A month into the summer term, our six summer term students have settled into the routine of life on the farm. On an average day, they’re up and hard at work in our market garden by 6:30am helping our Garden Manager Joshua with harvest for the farmers markets, watering, weeding, trellising or putting together a special order for a local restaurant.

When field work is completed for the morning, they have time to complete their chosen community chores before lunch. Everyone pitches in with keeping the community spaces hospitable, while two

students prepare lunch with produce from the garden. Everyone gathers at lunch to share a community meal and their thoughts on the day. Often much silliness ensues but serious work can get hashed out over hearty repast.

The afternoon proceeds with guest instructors and classes in one of our five key subject areas – crop production, livestock management, community dynamics, business management or industrial arts. Last week we had hands-on bread baking demonstration, Brian Bartholomew discussed rotational grazing, we continued our multi-part series on soil science with Rachel Britten,
and Takashi held his ever popular plumbing class.
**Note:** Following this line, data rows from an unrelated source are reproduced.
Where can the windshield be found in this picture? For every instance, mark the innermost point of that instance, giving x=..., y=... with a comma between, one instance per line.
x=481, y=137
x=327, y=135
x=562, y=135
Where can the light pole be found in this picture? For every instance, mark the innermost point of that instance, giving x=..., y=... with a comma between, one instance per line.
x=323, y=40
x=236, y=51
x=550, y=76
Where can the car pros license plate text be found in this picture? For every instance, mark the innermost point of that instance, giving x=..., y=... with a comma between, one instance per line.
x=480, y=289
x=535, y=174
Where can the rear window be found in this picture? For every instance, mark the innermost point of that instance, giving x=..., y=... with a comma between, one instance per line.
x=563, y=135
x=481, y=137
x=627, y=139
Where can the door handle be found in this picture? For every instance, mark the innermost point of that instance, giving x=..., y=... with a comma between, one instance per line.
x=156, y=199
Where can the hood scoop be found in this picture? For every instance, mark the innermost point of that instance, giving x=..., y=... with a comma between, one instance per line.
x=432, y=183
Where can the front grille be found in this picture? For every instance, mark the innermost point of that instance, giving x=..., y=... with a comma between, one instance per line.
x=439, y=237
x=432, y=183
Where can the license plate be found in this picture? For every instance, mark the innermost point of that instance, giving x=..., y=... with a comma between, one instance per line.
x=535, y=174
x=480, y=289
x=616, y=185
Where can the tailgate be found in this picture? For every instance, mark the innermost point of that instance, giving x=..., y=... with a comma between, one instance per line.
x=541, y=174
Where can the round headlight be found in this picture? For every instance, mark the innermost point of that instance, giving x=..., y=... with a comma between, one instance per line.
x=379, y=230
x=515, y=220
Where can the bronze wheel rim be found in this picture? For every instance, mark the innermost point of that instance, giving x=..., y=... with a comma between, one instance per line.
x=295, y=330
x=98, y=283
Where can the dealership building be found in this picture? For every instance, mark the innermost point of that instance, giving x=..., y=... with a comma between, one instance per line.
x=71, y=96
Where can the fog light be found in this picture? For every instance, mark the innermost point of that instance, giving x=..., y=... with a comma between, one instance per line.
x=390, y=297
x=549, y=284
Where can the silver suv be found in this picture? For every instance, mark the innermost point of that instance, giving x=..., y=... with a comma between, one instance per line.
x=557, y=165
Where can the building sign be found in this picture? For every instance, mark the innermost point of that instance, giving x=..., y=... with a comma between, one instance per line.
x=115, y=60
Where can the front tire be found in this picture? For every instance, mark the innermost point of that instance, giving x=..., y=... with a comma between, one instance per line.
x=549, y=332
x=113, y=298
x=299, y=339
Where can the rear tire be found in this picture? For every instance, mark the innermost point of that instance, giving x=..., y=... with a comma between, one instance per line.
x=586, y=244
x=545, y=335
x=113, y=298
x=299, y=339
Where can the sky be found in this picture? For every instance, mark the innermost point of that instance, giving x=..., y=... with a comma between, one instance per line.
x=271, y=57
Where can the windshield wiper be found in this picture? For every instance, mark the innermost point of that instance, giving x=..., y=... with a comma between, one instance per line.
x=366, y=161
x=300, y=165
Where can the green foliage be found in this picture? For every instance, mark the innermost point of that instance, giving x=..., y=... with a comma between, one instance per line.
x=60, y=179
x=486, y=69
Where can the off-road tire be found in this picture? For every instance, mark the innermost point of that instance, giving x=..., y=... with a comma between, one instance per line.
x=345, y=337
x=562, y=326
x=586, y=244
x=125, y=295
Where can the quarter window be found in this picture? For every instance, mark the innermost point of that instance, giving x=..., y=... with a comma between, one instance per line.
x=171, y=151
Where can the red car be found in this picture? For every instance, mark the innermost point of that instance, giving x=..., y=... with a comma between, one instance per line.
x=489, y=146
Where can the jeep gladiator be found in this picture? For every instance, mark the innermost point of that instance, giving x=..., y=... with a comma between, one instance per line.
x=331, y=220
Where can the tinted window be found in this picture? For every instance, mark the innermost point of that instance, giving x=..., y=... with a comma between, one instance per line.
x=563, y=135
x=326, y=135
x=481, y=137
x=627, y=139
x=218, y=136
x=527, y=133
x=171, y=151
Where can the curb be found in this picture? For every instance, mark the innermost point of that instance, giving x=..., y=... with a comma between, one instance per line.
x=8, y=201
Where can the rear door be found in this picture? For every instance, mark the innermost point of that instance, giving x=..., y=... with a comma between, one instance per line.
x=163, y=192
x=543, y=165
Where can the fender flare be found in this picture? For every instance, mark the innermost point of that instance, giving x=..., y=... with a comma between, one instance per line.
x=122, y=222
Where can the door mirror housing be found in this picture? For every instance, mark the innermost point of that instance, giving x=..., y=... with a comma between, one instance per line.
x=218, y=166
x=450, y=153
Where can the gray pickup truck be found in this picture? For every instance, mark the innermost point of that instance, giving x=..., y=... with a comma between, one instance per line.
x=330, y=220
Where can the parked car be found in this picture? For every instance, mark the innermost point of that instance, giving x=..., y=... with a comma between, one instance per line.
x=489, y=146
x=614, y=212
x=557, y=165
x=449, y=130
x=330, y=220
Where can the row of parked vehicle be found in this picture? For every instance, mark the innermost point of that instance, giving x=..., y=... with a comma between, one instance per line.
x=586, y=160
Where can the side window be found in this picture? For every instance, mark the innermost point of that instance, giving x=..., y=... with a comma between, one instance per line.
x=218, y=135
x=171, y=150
Another cornerstone of our program, our weekly field trips, allows our students to get an insider’s look at the tools, equipment, theories, and practices that form successful farms in our region. Last week our students were able to visit Irene’s Garden and Happy Day Farm in Laytonville to see what two very different but successful market farms look like in Mendocino County.

As you can see from this snapshot of an average week at the School of Adaptive Agriculture, our students days are stuffed full with the basics every aspiring new farmer should know and our students are eager and excited to tackle the next two months of their studies.